The smallest one: cat_library

cat_library is the minimal teaching world: a teacher recites a fixed token sequence (a "poem"), a tiny RNN student learns to predict it, then sits an exam where it must reproduce it. Everything bigger is this skeleton with more in it.

The student is the model

The student role is an empty Agent subclass (class WAgent(Agent): pass): it adds no custom actions, because it does not need any. Everything a student does, learn and answer, is already a built-in. The actual network is supplied when the node joins, with an optimizer and a loss so it can learn online, sample by sample:

New to proc_inputs / proc_outputs?

These are an agent's fixed input/output slots. If the names are unfamiliar, read An agent's own streams first, it explains the whole convention in one place.

cat_library/run_2.py (trimmed)
net = RNNTokenLM(num_emb=voc_size, emb_dim=16, y_dim=voc_size, h_dim=100, seed=42)
agent = Agent(
    proc=net,
    proc_inputs=[StreamType(data_type="text", ...vocab...)],
    proc_outputs=[StreamType(data_type="text", ...vocab...)],
    proc_opts={"optimizer": torch.optim.SGD(net.parameters(), lr=0.01),
               "losses": [torch.nn.functional.cross_entropy]},
    buffer_generated_by_others="all",
)

Read it line by line:

  1. proc=net is the student's brain: an RNN language model over the poem's vocabulary. This is the one piece the student owns, the teacher has none.
  2. proc_inputs / proc_outputs declare the two ends of that brain as streams. Both are text over the same vocabulary, because the task is next-token prediction: feed a token, predict the next. The StreamType also carries the token↔index maps, so a word arriving on the wire becomes an integer the network can read, and back again on the way out. Declaring proc_inputs is not optional here: the framework wires stdin by walking proc_inputs, so an empty list would leave the model with no input and learn / process would silently do nothing.
  3. proc_opts is what turns a network into a student: an optimizer (SGD) and a loss (cross_entropy). The built-in learn action needs exactly these to run a backward pass; without them, learn would have nothing to update.
  4. buffer_generated_by_others="all" tells the agent to keep the outputs it produces while answering, so that after the exam the teacher can fetch them and grade them. Grading reads buffered output; this is the switch that makes it available.

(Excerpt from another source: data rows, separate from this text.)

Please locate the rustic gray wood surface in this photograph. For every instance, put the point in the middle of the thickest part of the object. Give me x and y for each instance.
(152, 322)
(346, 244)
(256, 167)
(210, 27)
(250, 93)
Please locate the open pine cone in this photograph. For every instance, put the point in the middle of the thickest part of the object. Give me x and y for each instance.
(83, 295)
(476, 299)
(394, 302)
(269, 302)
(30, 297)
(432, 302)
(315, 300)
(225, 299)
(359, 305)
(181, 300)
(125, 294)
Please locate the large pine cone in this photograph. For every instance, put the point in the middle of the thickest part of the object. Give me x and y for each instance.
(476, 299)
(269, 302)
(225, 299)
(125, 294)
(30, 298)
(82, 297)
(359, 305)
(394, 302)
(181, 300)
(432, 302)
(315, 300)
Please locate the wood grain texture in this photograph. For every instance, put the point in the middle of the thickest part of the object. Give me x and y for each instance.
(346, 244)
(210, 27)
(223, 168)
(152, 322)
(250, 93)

The student's behavior is a tiny reactive loop, built in the world's create_behav_files. It plugs in one shipped template, listening_to_teacher, wrapped by two transits:

cat_library/src/world.py (trimmed)
behav.add_transit("init", listening_json, action="engage",
                  args={"acceptable_role": "teacher"})
behav.add_transit("teacher_engaged", "init", action="disengage")

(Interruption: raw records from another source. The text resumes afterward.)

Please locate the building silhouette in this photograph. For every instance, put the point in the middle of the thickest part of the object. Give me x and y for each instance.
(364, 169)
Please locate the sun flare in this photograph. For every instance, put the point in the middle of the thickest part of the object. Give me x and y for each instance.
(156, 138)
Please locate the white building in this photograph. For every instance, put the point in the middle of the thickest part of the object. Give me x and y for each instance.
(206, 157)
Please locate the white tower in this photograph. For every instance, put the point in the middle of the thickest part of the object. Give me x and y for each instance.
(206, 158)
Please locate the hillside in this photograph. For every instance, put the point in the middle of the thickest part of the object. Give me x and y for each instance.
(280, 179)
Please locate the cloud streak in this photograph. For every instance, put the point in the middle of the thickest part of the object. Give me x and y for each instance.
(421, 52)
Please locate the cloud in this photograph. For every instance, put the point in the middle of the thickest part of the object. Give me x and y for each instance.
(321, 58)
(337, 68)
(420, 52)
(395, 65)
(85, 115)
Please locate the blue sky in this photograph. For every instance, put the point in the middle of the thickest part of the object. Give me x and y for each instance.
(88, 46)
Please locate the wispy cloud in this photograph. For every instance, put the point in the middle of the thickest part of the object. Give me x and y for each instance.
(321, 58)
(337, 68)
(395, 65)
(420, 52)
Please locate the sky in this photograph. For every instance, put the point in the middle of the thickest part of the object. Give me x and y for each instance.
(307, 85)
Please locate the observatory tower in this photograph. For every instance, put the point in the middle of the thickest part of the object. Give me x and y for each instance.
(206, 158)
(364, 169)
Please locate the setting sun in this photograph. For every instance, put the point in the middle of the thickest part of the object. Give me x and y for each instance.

What the student does, in order:

  1. engage with acceptable_role="teacher". The student sits idle until a teacher offers to pair with it, and accepts only a teacher, it refuses to be driven by the wrong kind of peer. This is the worker side of the engagement handshake from Chapter 7.
  2. React to whatever the teacher sends. Inside the template (next section) the student waits in a blocking state and reacts to incoming requests: a learn request trains it, a process request tests it. The student never decides when to learn or be examined; the teacher does, by sending.
  3. disengage back to init. When the teacher releases it, the student loops home and is ready for the next teacher.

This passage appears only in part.